Editoriali 12_09_2023

È costata cara al parroco di Domodossola la benedizione del matrimonio civile del sindaco. Secondo quanto la Bussola è in grado di apprendere, don Vincenzo Barone è stato sollevato dall’incarico di Vicario dell’Ossola, che aveva ricevuto su mandato del vescovo di Novara Franco Giulio Brambilla.

La notizia, che non è stata confermata sul sito della diocesi, è però stata fatta circolare già venerdì sera tra i sacerdoti dell’Ossola in modo che tutti sapessero che il “fattaccio” di don Vincenzo era stato adeguatamente punito.

A succedere a don Barone come vicario, è don Luigi Preioni, che è stato nominato pro tempore vicario dell’Ossola.

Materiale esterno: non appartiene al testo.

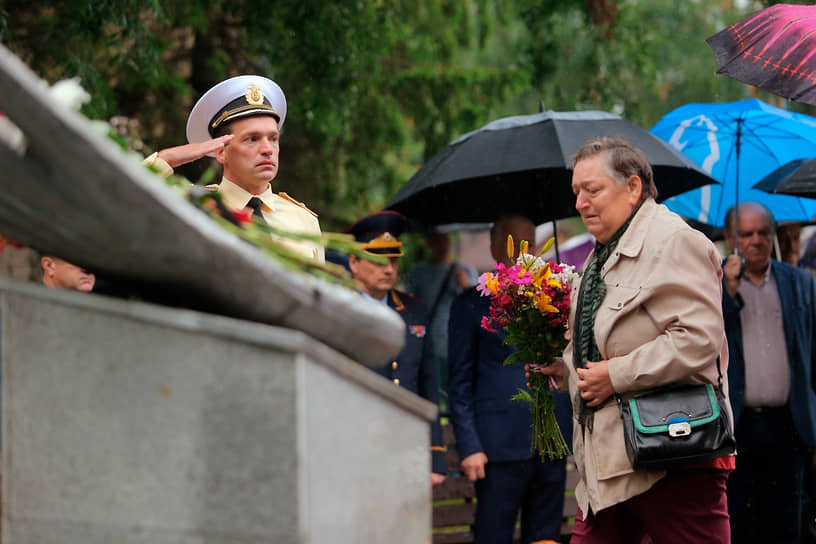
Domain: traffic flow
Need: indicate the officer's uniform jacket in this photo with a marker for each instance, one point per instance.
(280, 211)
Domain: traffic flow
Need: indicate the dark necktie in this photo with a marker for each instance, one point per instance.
(255, 204)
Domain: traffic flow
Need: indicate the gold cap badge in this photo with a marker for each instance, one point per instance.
(254, 96)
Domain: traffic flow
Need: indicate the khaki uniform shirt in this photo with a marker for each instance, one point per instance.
(280, 210)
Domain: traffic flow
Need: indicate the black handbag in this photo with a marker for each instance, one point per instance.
(677, 424)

Il vescovo ha sostanzialmente richiamato in servizio il sacerdote che era già stato vicario e al quale era succeduto proprio don Barone, per mettere una pezza di fronte a una situazione imbarazzante che stava creando non pochi grattacapi al vescovo.

Come la Bussola ha documentato, infatti, don Barone non solo ha giustificato la benedizione dei due sposi in sala consiliare con ragioni di amicizia e vicinanza senza alcun riscontro nelle leggi canoniche della Chiesa, ma ha tirato in ballo persino Amoris Laetitia. Peccato che l’esortazione apostolica di Papa Francesco nulla dica a proposito di queste benedizioni, ma venga usata ormai, anche a causa di alcuni suoi passaggi ambigui, come grimaldello per giustificare le fughe in avanti più ardite nel campo della dottrina.

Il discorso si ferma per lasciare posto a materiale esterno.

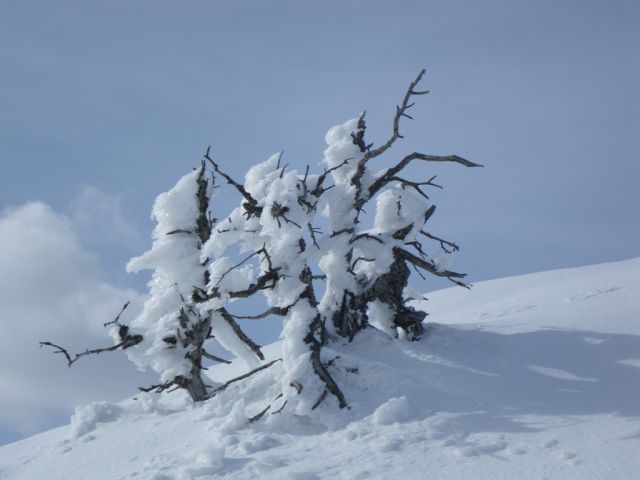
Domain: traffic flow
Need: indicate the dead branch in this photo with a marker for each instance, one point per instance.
(443, 243)
(70, 361)
(391, 173)
(430, 267)
(117, 319)
(251, 206)
(206, 354)
(255, 348)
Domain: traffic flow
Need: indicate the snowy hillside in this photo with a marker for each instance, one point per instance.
(536, 376)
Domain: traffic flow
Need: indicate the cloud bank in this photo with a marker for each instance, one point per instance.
(52, 288)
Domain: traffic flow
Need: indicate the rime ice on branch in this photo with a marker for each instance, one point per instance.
(200, 280)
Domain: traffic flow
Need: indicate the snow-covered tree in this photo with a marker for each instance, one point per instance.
(270, 245)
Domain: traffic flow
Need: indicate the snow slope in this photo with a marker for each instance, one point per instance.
(536, 376)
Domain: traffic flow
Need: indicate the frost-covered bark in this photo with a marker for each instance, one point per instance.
(173, 330)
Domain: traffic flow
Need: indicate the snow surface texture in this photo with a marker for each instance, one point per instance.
(536, 376)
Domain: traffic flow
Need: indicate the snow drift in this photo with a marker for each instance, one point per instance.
(536, 376)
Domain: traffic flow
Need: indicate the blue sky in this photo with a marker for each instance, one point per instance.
(105, 104)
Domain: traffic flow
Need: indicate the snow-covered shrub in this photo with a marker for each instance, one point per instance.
(270, 245)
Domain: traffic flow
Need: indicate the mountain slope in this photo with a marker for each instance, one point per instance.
(536, 376)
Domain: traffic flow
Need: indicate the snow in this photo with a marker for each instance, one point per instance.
(536, 376)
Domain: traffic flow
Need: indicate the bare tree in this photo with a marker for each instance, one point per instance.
(199, 281)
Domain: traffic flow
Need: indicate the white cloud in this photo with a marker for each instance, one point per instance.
(98, 216)
(52, 289)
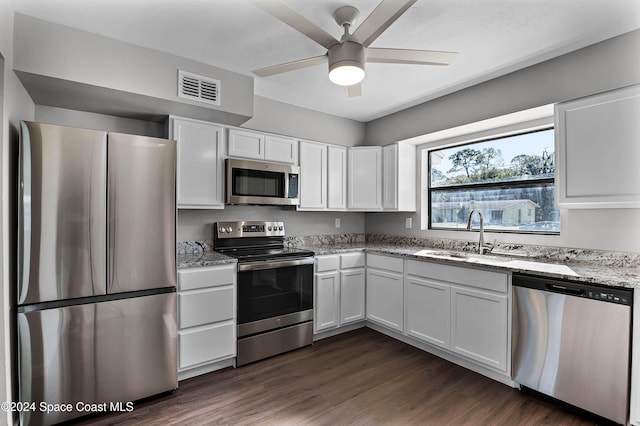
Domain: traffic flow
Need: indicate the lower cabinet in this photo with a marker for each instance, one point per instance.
(206, 318)
(462, 310)
(385, 302)
(339, 290)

Le polemiche erano state vibranti nei giorni scorsi. Oltre agli articoli di giornale, anche alcuni sacerdoti avevano stigmatizzato il comportamento di don Barone. Come don Alberto Secci, un parroco della zona che aveva accusato il confratello di cercare solo visibilità e applausi. Dunque, polemiche finite e palla al centro. Con qualche importante sottolineatura.

La principale è che in questa vicenda il vescovo non è intervenuto pubblicamente per spiegare al sacerdote e soprattutto ai fedeli che non è consentito benedire le nozze civili di chicchessia, fosse anche il sindaco del paese. Benedire un matrimonio civile significa benedire un’unione che la Chiesa non riconosce e che giudica come peccaminosa, al di là di tutto quello che si vorrebbe dire usando i processi aperti da Amoris Laetitia. Dunque, se da un lato Brambilla non si è esposto, anche forse per non dover spiegare che Amoris Laetitia non si può stiracchiare per farle dire quello che non dice, dall’altro ha agito più per salvare la faccia che per amore di verità.

Sembra che a muovere il vescovo sia stato più il caos suscitato dalle polemiche scaturite dopo la cerimonia in sala consigliare, con tanto di recita del Padre Nostro, che il desiderio di ristabilire un minimo di verità su ciò che la Chiesa ammette e ciò che invece per sua natura non può accettare, in questo caso la benedizione di un’unione che non è regolare.

Più che il fervore, potè il clamore. Più per quieto vivere, che per verità. Verrebbe da chiedersi che cosa sarebbe successo se i giornali non avessero montato la polemica e se la cosa fosse scivolata via come un semplice episodio di folclore da strapaese, buono per cinque righe in cronaca. Avrebbe agito in questo modo il vescovo? Qualche sospetto è lecito coltivarlo, anche alla luce del fatto che Brambilla, sulla questione, non è intervenuto, quindi si può sempre pensare che abbia deciso di sostituire don Barone non per quello che ha fatto, ma per calmare le acque dopo la reazione che c’è stata dopo il suo gesto.